Many of the mechanical and narrative high points in D&D Next are really only relevant in the context of roleplaying game design, but a few mechanics have some interesting implications for strategy game design too. In particular, the way that "actions" work in Next, sometimes called the "action economy," is vastly streamlined in comparison to D&D's earlier incarnations.
The 3rd Edition of the game, released in 2000, came with a veritable smorgasbord of them: standard, move, swift, immediate, full-round, free. 4th Edition kept most of them and added minor, interrupt, reaction, and the maddeningly vague "no action". Next simplifies things a lot.
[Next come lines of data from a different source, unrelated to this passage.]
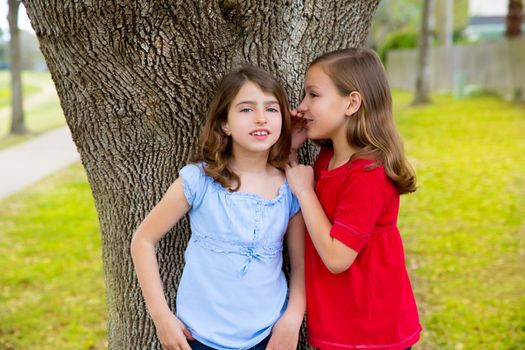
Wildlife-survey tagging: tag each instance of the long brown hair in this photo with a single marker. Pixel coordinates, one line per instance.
(371, 129)
(215, 146)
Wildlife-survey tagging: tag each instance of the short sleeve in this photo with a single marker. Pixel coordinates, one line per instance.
(194, 183)
(360, 204)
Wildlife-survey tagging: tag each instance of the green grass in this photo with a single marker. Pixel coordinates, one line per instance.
(51, 286)
(464, 234)
(39, 116)
(464, 228)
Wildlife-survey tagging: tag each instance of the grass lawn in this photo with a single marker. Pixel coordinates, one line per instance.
(464, 228)
(51, 285)
(464, 234)
(41, 114)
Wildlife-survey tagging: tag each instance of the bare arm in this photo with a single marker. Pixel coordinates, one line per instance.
(157, 223)
(336, 256)
(285, 333)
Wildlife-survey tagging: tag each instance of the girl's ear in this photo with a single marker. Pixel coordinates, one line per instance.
(226, 128)
(354, 102)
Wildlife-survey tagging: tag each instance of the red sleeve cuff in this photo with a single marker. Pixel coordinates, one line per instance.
(348, 236)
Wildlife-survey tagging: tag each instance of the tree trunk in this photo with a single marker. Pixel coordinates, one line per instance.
(422, 95)
(15, 62)
(134, 80)
(514, 18)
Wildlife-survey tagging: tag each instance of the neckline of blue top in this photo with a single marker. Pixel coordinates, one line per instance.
(282, 191)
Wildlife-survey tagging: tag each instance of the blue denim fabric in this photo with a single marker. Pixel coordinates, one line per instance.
(196, 345)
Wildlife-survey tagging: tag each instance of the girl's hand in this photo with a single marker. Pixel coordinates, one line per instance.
(300, 177)
(172, 333)
(285, 333)
(299, 131)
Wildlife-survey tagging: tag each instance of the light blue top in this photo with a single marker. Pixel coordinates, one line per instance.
(232, 289)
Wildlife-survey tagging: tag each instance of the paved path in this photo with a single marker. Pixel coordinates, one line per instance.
(24, 164)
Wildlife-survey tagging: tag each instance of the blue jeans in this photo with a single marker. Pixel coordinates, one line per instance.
(197, 345)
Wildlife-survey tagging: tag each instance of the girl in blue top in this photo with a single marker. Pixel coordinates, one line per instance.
(232, 293)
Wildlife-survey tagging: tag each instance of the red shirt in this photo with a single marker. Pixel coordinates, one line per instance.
(370, 305)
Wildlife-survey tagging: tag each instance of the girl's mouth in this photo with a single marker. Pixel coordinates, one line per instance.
(260, 134)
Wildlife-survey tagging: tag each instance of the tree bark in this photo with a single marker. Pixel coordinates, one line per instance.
(134, 80)
(422, 94)
(15, 63)
(514, 19)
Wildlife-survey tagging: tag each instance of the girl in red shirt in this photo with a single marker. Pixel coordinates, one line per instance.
(358, 291)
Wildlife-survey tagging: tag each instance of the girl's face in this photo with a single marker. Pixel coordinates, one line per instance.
(254, 120)
(323, 108)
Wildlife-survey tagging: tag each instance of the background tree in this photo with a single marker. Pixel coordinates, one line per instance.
(514, 18)
(134, 80)
(422, 94)
(15, 61)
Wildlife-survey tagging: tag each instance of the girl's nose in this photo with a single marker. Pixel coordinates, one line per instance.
(260, 117)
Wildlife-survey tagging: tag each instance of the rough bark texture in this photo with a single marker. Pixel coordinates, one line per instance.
(514, 19)
(425, 44)
(15, 62)
(134, 80)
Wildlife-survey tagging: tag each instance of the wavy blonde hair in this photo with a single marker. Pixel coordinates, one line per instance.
(371, 129)
(215, 146)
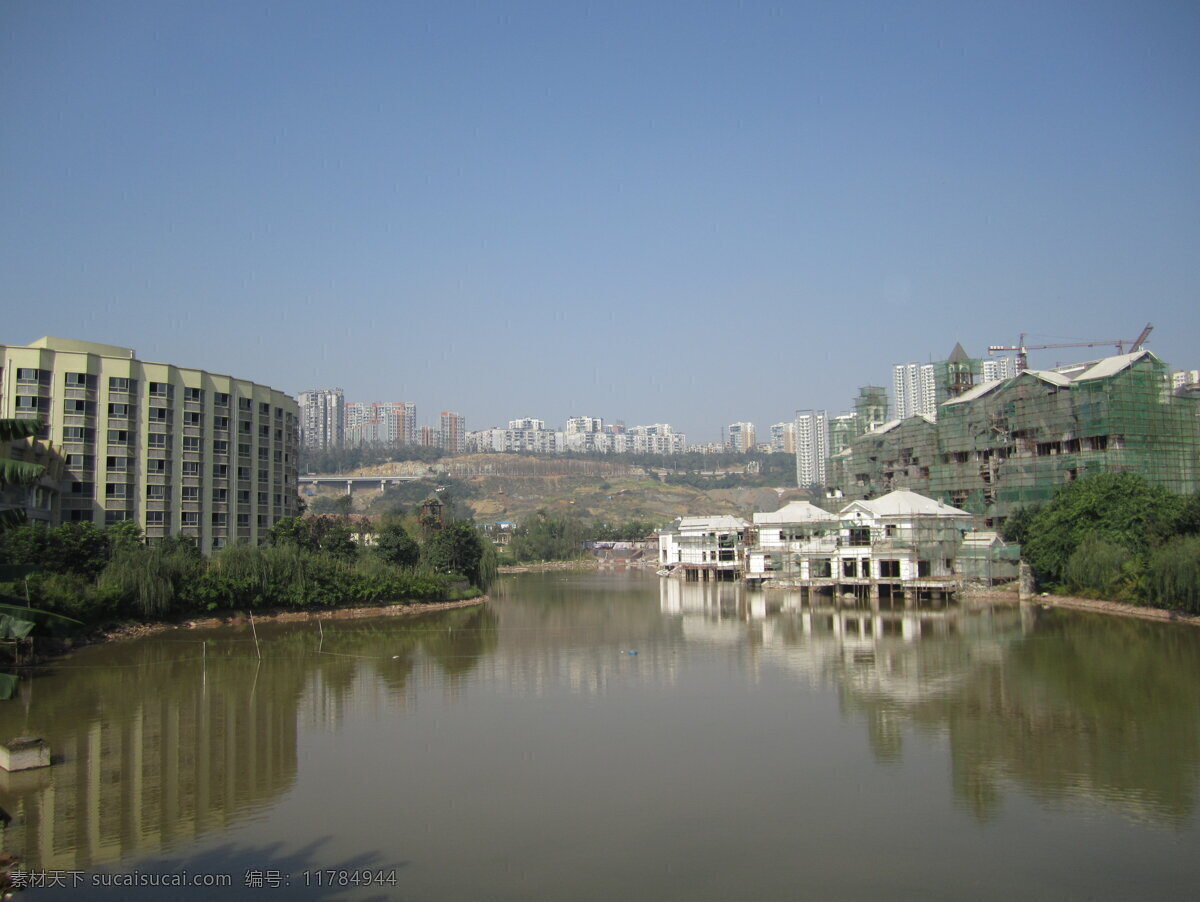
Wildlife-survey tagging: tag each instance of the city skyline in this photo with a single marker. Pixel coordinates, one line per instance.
(588, 211)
Most of those action types do indeed still exist in Next, but in keeping with the "modular" theme of the rules, not every action type is necessarily attached to every character, so the core rules don't assume every player needs to understand all the action types.
For example, the core rules account for exactly two "actions," the action (what used to be called the "standard action") and the move (which is no longer an action proper but a distance). Swift actions and reactions exist in Next, but not every character has something that can be accomplished in a swift action, so the swift action isn't described in the core rules. Instead, the description of how it works is included in every ability that needs it.
Going along with our recent discussions of complexity and approachability, the takeaway here for strategy game design is that if a game must be complex, it's better to move complexity to where it's required than to assert it in a game's basic rules. How many times have you unwrapped a new Euro-style board game to find a twenty-page manual describing every corner case of each rule variant that might exist but that doesn't tell you how to determine who goes first?
Of course, in designing a game, those rules variants and corner cases are important. It's essential to think about any situation that might possibly arise during both mechanical balancing and playtesting. But if a given piece of information is only relevant some of the time, the best games find ways to introduce that information when it is needed and not a moment sooner.